Employers in multiemployer pension plans should be aware that the Pension Benefit Guaranty Corporation (PBGC) is proposing a new regulation to provide interest rate assumptions in determining an employer’s withdrawal liability to a multiemployer pension plan. The announcement came from the PBGC in an official news release dated October 13, 2022.
Currently, the Employee Retirement Income Security Act of 1974 (ERISA) allows for an employer that withdraws from an underfunded multiemployer plan to owe withdrawal liability to the plan. According to the PBGC release, “The amount owed represents the withdrawn employer’s share of the amount by which the present value of the plan’s nonforfeitable benefits exceed the value of the plan’s assets.” The present value of the plan’s nonforfeitable benefits are determined by the plan’s actuary.
Proposed New Rule
Under the proposed rule, the PBGC would be clarifying that it is “reasonable to base the interest assumption used to calculate an employer’s withdrawal liability on the market price of purchasing annuities from private insurers.” For example, the use of settlement interest rates prescribed by the PBGC under Section 4044 of ERISA (4044 rates). Specifically, in order to determine the withdrawal liability, the proposed rule would allow the use of 4044 rates as standalone assumptions or combined with funding interest rate assumptions.

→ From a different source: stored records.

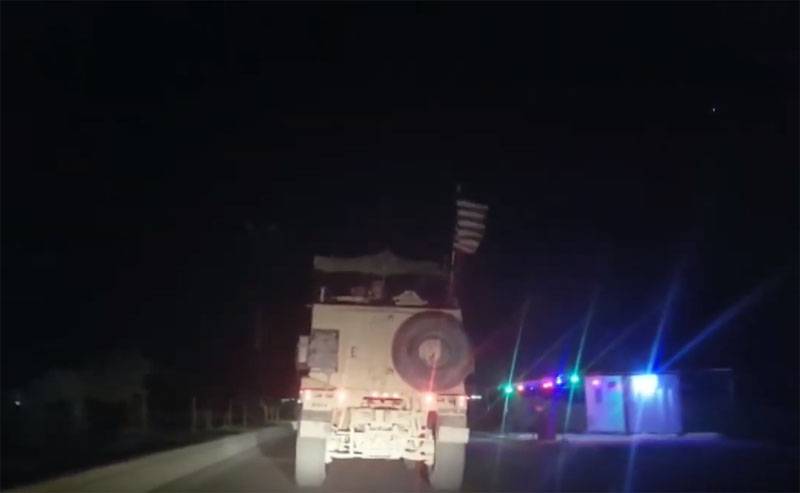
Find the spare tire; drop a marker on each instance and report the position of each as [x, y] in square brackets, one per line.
[431, 352]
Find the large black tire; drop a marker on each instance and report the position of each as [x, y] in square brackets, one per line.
[447, 472]
[454, 362]
[309, 462]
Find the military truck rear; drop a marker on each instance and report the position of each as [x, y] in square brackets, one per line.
[384, 367]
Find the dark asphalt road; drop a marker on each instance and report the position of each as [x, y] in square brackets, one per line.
[507, 464]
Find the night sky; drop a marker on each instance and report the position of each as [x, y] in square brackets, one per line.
[169, 170]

Currently, actuarial assumptions are used to determine withdrawal liability in a multiemployer plan that terminates by mass withdrawal, however, up until the present, the PBGC had not used its statutory authority under ERISA’s Section 4213 (a)(2) to issue regulations which would set forth the assumptions that an ongoing plan could use to calculate an employer’s withdrawal liability.
Comments on Proposed Rule to Be Submitted by November 14, 2022
According to PBGC Director Gordon Hartogensis, “This proposed rule provides the clarity that many multiemployer plans need to determine an employer’s withdrawal liability and protect the retirement security of the workers and retirees covered by the plan. We look forward to receiving comments on the proposal from the public and the multiemployer pension community.”
The proposed rule was published in the Federal Register on October 14, 2022, and comments may be submitted by November 14, 2022.